The effort to find them may require the department to go back through the individual court records of prisoners who entered NMCD custody at or around 18 years old — including some who are now being held in out-of-state facilities — to see if their crime was committed before that age. It also will mean working with the ACLU of New Mexico, which has led the effort to identify these individuals.
The New Mexico law is premised on multiple recent Supreme Court decisions and studies of brain science that have found that kids are impulsive, prone to risk-taking, bad at understanding the consequences of their actions and highly susceptible to peer pressure (often committing their offenses among groups of friends), all of which make them less culpable than adults when they commit crimes. They are also, according to the high court, more capable of redemption.
The brain doesn’t fully develop until around age 25, extensive research shows, and most people are likely to “age out” of criminality.
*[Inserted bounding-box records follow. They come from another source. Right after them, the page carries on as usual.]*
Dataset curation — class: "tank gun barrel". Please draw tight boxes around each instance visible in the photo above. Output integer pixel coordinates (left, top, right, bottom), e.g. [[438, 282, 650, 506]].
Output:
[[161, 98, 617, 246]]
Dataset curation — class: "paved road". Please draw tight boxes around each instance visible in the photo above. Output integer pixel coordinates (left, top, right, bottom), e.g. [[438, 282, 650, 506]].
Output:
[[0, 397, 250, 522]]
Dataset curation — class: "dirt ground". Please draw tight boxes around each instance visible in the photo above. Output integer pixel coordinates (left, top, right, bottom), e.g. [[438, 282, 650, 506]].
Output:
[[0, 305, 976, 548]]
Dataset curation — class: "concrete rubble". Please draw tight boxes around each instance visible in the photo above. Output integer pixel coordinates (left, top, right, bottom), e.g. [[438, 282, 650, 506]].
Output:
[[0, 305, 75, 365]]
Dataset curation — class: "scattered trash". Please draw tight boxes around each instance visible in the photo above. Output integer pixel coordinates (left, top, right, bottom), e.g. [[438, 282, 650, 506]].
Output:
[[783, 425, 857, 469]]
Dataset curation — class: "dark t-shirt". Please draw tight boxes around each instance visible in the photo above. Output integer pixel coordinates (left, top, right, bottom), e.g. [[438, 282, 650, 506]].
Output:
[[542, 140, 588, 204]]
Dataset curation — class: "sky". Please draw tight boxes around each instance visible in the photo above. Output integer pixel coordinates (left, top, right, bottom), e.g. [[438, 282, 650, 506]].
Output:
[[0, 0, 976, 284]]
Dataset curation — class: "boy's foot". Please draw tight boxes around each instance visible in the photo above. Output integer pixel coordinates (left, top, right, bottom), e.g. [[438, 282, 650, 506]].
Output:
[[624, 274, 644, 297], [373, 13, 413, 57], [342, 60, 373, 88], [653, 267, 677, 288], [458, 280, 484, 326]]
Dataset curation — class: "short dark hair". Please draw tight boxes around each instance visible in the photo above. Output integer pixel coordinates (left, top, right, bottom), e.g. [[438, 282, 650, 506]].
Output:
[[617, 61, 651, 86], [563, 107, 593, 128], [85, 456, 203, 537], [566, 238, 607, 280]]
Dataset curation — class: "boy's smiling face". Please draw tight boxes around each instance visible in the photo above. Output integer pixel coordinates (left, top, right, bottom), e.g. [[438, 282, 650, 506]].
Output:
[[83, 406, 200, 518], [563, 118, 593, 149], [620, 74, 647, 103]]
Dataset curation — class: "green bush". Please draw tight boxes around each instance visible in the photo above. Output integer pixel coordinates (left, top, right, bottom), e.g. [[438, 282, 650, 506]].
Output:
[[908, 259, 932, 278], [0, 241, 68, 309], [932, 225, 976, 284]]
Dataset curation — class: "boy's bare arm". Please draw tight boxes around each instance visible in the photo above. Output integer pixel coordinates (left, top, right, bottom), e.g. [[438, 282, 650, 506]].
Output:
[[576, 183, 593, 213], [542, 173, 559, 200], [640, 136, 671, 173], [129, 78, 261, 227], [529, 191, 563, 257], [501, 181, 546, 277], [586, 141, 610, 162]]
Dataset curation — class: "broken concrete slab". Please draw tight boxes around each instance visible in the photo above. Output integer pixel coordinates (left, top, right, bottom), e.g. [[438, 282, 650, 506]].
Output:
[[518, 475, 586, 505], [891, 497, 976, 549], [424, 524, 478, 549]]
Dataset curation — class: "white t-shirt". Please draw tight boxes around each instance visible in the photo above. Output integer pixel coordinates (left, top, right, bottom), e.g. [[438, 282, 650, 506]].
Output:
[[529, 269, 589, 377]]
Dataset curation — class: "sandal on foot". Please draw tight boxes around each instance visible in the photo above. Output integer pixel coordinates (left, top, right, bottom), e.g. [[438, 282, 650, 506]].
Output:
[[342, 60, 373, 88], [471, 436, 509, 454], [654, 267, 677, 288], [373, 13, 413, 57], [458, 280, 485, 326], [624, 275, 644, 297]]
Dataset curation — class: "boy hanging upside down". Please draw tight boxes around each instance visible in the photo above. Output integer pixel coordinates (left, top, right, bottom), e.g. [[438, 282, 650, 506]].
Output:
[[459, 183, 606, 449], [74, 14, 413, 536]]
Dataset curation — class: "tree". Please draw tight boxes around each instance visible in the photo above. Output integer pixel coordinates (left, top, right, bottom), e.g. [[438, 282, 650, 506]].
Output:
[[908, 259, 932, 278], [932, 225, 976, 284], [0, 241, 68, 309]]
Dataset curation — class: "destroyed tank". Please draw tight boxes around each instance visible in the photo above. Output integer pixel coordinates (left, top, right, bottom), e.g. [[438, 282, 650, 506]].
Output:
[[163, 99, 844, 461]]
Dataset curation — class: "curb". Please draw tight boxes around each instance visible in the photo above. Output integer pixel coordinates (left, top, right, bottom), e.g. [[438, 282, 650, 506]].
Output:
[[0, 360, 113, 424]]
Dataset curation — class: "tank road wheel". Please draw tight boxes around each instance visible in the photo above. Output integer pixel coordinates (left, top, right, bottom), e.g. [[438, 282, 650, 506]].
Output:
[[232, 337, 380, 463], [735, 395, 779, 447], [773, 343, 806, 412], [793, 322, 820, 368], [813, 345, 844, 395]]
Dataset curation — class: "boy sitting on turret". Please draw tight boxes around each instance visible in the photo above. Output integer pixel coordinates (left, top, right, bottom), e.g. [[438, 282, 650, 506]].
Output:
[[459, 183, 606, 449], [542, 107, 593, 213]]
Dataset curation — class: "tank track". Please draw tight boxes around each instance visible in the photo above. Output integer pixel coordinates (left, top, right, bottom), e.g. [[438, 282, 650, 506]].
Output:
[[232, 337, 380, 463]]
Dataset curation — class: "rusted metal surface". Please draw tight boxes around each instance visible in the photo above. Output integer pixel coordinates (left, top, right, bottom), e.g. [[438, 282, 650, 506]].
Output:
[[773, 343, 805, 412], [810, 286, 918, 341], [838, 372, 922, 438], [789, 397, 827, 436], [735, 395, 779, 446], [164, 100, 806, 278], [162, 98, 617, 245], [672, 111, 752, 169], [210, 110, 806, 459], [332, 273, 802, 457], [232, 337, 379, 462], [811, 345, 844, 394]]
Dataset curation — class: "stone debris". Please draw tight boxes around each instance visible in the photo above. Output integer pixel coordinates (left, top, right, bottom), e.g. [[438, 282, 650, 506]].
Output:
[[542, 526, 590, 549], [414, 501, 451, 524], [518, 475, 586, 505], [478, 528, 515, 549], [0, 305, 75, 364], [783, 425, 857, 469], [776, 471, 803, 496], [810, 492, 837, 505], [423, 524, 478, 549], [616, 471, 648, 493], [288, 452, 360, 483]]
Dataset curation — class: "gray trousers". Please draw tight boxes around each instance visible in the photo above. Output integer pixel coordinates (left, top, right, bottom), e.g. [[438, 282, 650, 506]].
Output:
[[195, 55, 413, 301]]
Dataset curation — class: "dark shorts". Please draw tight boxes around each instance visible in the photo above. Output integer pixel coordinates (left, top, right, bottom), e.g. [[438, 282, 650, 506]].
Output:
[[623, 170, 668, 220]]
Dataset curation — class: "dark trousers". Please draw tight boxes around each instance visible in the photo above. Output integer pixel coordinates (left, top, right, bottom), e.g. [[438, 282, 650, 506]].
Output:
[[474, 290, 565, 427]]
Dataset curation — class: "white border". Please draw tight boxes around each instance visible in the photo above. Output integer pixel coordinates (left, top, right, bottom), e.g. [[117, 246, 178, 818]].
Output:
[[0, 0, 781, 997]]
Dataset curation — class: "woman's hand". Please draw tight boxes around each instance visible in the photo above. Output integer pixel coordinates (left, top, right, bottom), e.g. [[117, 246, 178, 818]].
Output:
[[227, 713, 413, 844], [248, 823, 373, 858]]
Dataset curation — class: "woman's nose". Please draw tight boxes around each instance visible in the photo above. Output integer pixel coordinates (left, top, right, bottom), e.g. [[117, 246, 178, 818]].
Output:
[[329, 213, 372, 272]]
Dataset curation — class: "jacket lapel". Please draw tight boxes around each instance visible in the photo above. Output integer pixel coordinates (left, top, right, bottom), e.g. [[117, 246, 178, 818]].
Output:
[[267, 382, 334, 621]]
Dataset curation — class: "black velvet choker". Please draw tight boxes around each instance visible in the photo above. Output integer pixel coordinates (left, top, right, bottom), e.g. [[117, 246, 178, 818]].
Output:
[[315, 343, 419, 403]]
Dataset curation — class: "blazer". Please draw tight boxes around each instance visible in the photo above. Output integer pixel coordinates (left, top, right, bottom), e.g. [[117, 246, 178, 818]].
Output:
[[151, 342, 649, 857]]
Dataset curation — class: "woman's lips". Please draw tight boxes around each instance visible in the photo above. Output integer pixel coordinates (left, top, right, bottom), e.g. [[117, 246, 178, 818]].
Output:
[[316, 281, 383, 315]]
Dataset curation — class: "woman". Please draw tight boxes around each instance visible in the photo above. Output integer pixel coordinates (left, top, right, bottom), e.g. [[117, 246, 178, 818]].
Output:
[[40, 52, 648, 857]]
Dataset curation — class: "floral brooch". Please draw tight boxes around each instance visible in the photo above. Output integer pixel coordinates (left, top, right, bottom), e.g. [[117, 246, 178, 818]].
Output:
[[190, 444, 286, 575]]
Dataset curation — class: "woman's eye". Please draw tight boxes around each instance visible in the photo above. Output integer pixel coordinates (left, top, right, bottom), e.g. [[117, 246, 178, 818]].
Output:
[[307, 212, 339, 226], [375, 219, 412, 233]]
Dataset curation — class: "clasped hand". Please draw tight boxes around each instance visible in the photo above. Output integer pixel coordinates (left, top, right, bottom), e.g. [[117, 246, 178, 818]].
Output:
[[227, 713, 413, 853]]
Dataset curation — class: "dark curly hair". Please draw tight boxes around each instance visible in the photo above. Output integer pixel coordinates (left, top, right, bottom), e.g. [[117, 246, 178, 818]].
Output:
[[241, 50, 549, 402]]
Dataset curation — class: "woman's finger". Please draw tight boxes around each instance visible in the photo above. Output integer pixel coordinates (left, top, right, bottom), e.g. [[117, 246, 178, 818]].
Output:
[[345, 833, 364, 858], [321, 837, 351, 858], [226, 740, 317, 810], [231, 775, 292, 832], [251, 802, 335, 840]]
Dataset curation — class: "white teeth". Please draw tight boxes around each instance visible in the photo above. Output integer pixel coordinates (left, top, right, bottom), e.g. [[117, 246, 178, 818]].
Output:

The law doesn’t guarantee freedom to juvenile lifers in the state, but it will provide them a chance to articulate to the parole board how they have changed, including whether they’ve taken accountability for their actions, followed prison rules and completed educational programming. (Prisoners who have already served 15 years in prison for crimes committed as minors, or 20 to 25 years in the case of some more severe crimes, will also now be eligible for parole.)
The corrections department has until June, after which the law goes into effect, to identify all of the prisoners affected.
“I want to be productive. I want to do something good instead of bad,” said Jerry Torres, one of the lost juvenile lifers found by ProPublica in an out-of-state prison in Arizona.
If identified by New Mexico prison officials, Torres could get a chance at freedom that he never expected. “It’s as simple as that,” he said.